II. Chemical Integration

Afaict, the human stomach is not equipped with the symbiotic bacteria found in Isoptera (Termites). Since you lack the enzyme cellulase to break down $C_6H_{10}O_5$ (Cellulose) into usable glucose, the chair will provide zero caloric value. It is, in the most literal sense, “The Ultimate Fiber.”

To make this palatable, you must treat the wood flour as a thickener. It is a “Neutral Filler.” Mix the boiled chair-paste into high-viscosity carriers like peanut butter or thick stews. This hides the “woody” texture—which is actually just the sensation of your tongue being micro-abraded by xylem vessels—and allows for easier deglutition.

III. The Straussian Interpretation of the Meal

One does not eat a chair because they are hungry; one eats a chair as a Performative Act of Dominion. In the Straussian sense, the exoteric meaning of eating wood is “madness” or “pica,” but the esoteric meaning is the literal consumption of the Domestic Sphere. By eating the chair, you are unmaking the civilization that crafted it.

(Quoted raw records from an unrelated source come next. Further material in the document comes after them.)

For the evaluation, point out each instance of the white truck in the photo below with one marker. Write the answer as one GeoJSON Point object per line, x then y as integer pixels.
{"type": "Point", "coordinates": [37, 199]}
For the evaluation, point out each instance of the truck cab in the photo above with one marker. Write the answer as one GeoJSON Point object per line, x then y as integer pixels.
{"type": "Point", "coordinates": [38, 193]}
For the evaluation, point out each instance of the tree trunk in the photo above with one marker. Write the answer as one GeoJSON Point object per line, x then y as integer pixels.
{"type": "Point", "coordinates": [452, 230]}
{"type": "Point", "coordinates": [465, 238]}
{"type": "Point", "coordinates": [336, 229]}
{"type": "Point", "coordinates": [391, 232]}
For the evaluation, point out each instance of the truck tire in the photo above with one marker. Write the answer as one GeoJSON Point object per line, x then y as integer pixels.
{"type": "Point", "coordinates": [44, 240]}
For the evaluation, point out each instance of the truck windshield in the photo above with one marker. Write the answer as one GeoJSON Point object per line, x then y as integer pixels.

You are returning the “Artifice” to the “Biological.” It is a Subversive rejection of the Comfort and Stability that the chair represents. You are no longer “sitting” on history; you are metabolizing it.

IV. Post-Prandial Realities

Idk if I need to say this, but the “output” stage of this process will be… significant. Since you cannot digest the wood, you are essentially a transit pipe for a reconstituted 2×4. It’s going to be a struggle rn.

Technical Note on “Finishes”: If the chair is “Varnished” (coated with a resinous film for protection), you are essentially eating Plastic. This is Mid. Always opt for “Raw” or “Oil-Finished” artisanal chairs to avoid heavy metal toxicity.

This task is fundamentally about Patience. If you eat the chair too quickly, you risk an impaction that even the most robust Internal Flora cannot resolve. One leg per week is a sustainable pace for the dedicated eccentric.